The ongoing issue over the area’s roads was raised by Louth’s Mayor, Coun Jill Makinson-Sanders at the Louth Town Council meeting on February 26.

Lincolnshire County Council are responsible for maintaining the area’s road network and the issue of pot holes has heightened in recent months after a particularly harsh winter and freezing temperatures.

Addressing the chamber, she said: “The number of pot holes is a huge problems, some of them are incredibly deep and often you can’t see them coming.

“We need a complete plan as this is my biggest complaint at the moment.”

Coun Pauline Watson, a county councillor, explained how LCC had announced they would invest an additional £6.5 million on repairing roads, on top of the £50 million it already spends annually.

“They’re doing a ‘first time fix’, meaning it’s done properly the first time,” she said.

“They’re mindful of the fact that accidents can be caused, hopefully it will be a much better system.”

Coun Laura Stephenson said: “We need to make sure Lincolnshire County Council know that we in the rural areas really need our roads dealing with, tractor are going down them!

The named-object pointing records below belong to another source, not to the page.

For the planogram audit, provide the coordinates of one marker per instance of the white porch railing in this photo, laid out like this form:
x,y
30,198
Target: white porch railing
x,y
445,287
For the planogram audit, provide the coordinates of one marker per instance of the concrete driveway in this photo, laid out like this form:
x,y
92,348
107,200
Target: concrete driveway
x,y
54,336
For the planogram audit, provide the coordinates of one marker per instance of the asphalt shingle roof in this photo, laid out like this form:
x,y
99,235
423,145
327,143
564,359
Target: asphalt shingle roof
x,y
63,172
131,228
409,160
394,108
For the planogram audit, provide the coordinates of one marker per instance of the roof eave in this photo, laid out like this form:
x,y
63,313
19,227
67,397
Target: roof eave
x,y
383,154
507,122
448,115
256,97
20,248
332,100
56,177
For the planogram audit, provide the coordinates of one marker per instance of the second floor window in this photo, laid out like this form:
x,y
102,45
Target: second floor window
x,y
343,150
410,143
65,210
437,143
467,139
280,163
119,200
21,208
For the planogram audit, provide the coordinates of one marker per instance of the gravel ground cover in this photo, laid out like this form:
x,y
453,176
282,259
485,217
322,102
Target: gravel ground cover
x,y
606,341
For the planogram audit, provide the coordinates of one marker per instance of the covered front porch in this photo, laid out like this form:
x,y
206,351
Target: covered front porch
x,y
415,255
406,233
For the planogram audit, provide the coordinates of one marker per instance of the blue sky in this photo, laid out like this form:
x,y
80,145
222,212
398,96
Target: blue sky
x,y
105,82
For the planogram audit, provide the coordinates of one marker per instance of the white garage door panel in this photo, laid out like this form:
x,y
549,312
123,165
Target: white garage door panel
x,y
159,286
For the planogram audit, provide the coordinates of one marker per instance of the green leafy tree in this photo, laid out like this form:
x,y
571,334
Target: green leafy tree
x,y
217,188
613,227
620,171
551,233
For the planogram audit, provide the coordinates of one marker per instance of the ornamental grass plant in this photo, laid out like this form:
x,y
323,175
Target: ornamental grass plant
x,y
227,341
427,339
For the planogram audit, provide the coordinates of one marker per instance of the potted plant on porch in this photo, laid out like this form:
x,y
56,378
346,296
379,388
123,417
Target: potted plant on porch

“It’s clear we need to do something, we need to make sure our roads are given as much priority as Lincoln.”

Coun Margaret Ottaway described the roads situation as a ‘farce’ and Coun David Wing claimed that the cost of bringing Lincolnshire’s 5,500 miles of roads to standard would cost £180 million.

“Some of our roads are in a state of collapse, but our roads are being looked at and they are doing what they can,” said Coun Watson.

Coun George Horton said he feared for residents living on private roads.

“One of the concerns I have is the legalities of it all, particularly on unadopted roads,” he said.